Quelles sont les implications politiques et sous-régionales des coups d’État de 2021 en Afrique de l’Ouest ? Le Mali, la Guinée Conakry et le Tchad sont au cœur de transitions politiques complexes, sous la pression des institutions régionales qui veulent aussi garder le contrôle.

L’Afrique de l’Ouest a toujours été marquée par le renversement de régime, mais cette année nous avons vu l’émergence de deux « familles » de coups d’État, distinction qui n’a fait qu’exacerber les tensions politiques dans les banlieues. Avec ou sans armes : c’est schématiquement la distinction que font les États et les institutions.

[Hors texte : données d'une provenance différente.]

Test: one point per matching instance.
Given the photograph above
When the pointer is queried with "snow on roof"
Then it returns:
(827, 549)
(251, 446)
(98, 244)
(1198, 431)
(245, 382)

D’une part, on assiste à l’acceptation d’un coup d’État institutionnel, tenant au pouvoir une lignée, comme celle de la famille de feu Idriss Déby Itno au Tchad. D’autre part, le rejet des coups d’État militaires, tels que au Mali en août 2020 qu’en mai dernier et début septembre en Guinée.

Début décembre, quand du Sommet Paix et Sécurité de Dakar, le président Macky Sall, comme l’avait fait avant lui le chef de l’Etat français Emmanuel Macron, a fait à nouveau cette distinction, citant uniquement le Mali et la Guinée : « En Afrique de l’Ouest, nous avons deux pays qui ont été touchés, le Mali et la Guinée. Nous ne pouvons pas permettre aux militaires de prendre le pouvoir par la force. Nous sommes dans une démocratie, le pouvoir se gagne par les élections. « 

Des habitants encouragent les soldats de l'armée alors qu'ils célèbrent le soulèvement à Conakry, en Guinée, le 5 septembre 2021.

Des habitants encouragent les soldats de l’armée alors qu’ils célèbrent le soulèvement à Conakry, en Guinée, le 5 septembre 2021. © REUTERS / Souleymane Camara

Même si Macky Sall et ses collègues ne le reconnaissent pas, ces coups d’État au Tchad, au Mali et en Guinée sont principalement le résultat de dérives politiques : volonté de rester au pouvoir, l’État au service d’un clan ou encore les violations des droits humains. .

Pour Alioune Tine, ancien patron d’Amnesty International en Afrique de l’Ouest et fondateur du think tank AfrikaJom Center, les putschs se sont multipliés alors que la CEDEAO a été fragilisée par ces dérives répétées des dirigeants.  » Les coups sont le résultat de dysfonctionnements graves et en réalité le coup est une sorte de thérapie, mais c’est une fausse thérapie. Cela révèle une chose, c’est l’effondrement des mécanismes de régulation des tensions politiques à la CEDEAO. La CEDEAO s’est pratiquement effondrée, le leadership est assuré par des pays qui ne sont pas démocratiques. La politique n’a plus de sens et quand l’armée arrive les gens applaudissent « , il explique.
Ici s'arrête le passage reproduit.